[BioPython] calculate F-Statistics from SNP data

Sun Oct 26 01:34:55 UTC 2008

I just want add on an extra comment explaining why I oppose doing an
individual object:

I have the following questions (and others) in my mind, which I don't
know the answer. I am not looking for answers to them, I am just
trying to illustrate the difficulty of the problem.

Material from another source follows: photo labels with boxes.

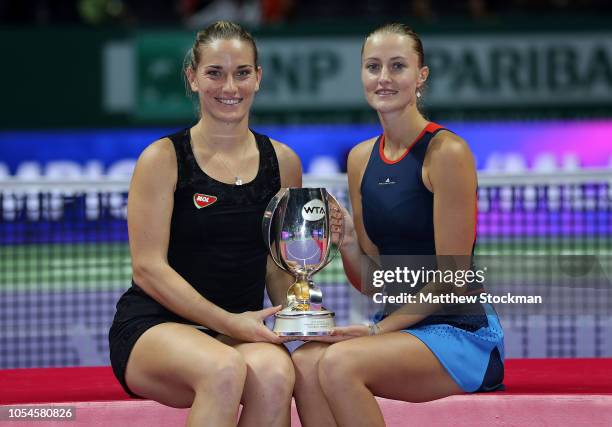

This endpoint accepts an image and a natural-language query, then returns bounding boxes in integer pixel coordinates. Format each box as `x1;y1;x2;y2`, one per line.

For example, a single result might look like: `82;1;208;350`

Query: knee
291;344;323;378
247;349;295;399
195;348;247;398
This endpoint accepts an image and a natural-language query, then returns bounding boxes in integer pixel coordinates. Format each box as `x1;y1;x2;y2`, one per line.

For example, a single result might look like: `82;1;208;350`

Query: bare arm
266;140;302;305
128;139;276;341
378;132;477;331
340;139;379;295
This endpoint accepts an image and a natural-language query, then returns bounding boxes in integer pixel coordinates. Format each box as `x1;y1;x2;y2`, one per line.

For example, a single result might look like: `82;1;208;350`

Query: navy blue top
361;123;444;255
361;123;487;330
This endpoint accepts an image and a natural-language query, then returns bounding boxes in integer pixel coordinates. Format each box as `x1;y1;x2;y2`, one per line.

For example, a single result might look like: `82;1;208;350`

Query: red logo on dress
193;193;217;209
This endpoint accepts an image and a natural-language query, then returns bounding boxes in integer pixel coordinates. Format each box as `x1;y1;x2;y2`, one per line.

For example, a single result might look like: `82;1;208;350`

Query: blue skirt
402;304;504;393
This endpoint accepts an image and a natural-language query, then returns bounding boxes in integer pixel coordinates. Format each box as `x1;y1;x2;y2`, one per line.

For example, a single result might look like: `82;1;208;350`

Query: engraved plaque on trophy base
274;309;335;337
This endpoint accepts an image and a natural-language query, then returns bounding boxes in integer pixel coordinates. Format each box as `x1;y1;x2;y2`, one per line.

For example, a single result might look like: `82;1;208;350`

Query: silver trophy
262;188;344;336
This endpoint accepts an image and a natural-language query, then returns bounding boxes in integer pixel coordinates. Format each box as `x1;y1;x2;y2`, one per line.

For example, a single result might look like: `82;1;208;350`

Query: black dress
109;129;280;396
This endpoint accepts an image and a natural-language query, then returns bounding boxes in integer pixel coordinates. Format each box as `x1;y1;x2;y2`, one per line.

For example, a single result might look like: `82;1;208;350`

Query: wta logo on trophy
302;199;325;221
262;188;344;336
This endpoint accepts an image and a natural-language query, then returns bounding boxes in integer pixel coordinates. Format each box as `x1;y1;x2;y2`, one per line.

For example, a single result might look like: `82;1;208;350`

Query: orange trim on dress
378;122;442;165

1. For a certain marker, do we store the genomic position of the
marker? Some (most) statistics don't use this information. For many
species this information is not even available. But for some
statistics this information is mandatory...
2. For a microsatellite do we store the motif and number of repeats or
the whole sequence? (see 4)
3. If one is interested in SNPs and one has the full sequences does
one store the full sequences or just the SNPs? If you store just the
SNPs then you cannot do sequence based analysis in the future (say
Tajima D). If you store everything then you are consuming memory and
cpu.
4. If one just wants to do frequency statistics (Fst), do you store
the marker or just the assign each one an ID and store the ID? It is
much cheaper to store an ID than a full sequence.

Populations
1. Support for landscape genetics? I mean geo-referentiation
2. Support for hierarchical population structure?
3. Do we cache statistics results on Population objects?

Let me take your class marker:
class Marker:
  total_heterozygotes_count = 0
  total_population_count = 0
  total_Purines_count = 0 # this could be renamed, of course
  total_Pyrimidines_count = 0

How would this be useful for microsatellites? Why purines, and if my
marker is a protein? If it is a SNP I want to know the nucleotide? And
if I am studying proteins and I want to have the aminoacid?

Dont take me wrong, I have done this path. To solve my particular
problems is not very hard. To have a framework that is usable by
everybody, it is a damn hard problem. And we dont really need to solve
it (ok, it would be nice to do things to populations in general, that
I agree). But the fundamental is: read file, calculate statistics.
That doesnt need population and individual objects.

If we end up having too many formats a consolidation step might be
needed in the future (to avoid having 10 split_in_pops). That I agree.